- Click here for the article.
A large part of this distrust [of cities] is driven by the fear of what urbanism brings: Poor people. Immigrant people. People who aren’t like us. That’s what drives our sprawl—that distrust, that fear of The Other. Diversity is no problem, as one longtime Houstonian once said, until we have to live together.
A hundred-plus years ago, the first American suburbs were created to afford escape from the masses of Eastern and Southern European immigrants – “the mongrel classes,” as they were known – that filled eastern cities. Now the descendants of those Polish and Italian immigrants live in places like Kingwood and League City, where they watch Fox News and send fevered Tweets about Ebola-infested Mexican babies crowding our inner cities.

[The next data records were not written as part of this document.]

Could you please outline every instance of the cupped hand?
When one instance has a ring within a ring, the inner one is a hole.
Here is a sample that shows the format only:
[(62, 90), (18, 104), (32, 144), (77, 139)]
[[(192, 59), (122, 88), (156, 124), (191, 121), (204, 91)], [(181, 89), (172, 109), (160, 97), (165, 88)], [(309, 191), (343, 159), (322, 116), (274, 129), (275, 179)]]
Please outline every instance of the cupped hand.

Thirty years ago, a law professor named Jonathan Simon wrote a prescient essay, “The Emergence of the Risk Society,” in which he argued that in the emerging American cities, all of the old divisions – race, culture, religious affiliation – would become irrelevant, leaving only one question: Can you get credit and insurance, or can’t you? Simon saw our cities bifurcating into “grey zones”—filled with the poor, the sick, the poorly educated, and others considered “bad risks”—and “safe zones” of gated communities with first-class amenities, populated by well-educated professionals, the kind of people who have no problem getting approved for a bank loan.

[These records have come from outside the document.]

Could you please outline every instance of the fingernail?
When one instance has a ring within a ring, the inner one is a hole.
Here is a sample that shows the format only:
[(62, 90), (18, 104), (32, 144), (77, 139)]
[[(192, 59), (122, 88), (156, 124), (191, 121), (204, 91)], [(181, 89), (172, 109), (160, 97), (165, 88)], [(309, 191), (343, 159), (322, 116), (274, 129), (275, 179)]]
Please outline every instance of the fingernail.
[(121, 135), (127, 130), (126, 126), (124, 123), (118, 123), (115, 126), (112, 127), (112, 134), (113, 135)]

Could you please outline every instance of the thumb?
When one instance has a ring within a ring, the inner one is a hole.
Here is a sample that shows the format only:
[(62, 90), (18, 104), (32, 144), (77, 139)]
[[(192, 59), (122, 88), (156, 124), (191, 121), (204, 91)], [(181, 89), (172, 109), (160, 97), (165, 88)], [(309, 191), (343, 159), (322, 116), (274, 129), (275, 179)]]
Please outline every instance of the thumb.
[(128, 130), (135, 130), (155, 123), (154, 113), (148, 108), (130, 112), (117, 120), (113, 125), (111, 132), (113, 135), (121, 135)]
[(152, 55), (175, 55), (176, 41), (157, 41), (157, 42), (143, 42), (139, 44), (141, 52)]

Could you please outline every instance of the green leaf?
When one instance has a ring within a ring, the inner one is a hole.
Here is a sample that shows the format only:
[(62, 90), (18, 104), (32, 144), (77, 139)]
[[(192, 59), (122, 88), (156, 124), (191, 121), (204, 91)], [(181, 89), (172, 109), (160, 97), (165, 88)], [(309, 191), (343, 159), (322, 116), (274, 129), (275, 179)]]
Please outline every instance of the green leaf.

We are living in the city Simon envisioned. An acquaintance once told me that his upscale Sugar Land enclave was “more diverse” than my slightly gone-to-seed subdivision in Alief, “because you have just one kind of people, and we have true diversity.” What he meant was that in his neighborhood, some of the Anglos and Latinos and Asians and African Americans were MBAs, and some were physicians, and some were attorneys, while in my neighborhood everybody was just poor. Poor is its own race, its own religion, and those who aren’t Poor fear it, distrust it, want to be as far away from it as they can. That’s how you end up with concentric circles of toll roads, and suburbs that stretch halfway to Dallas.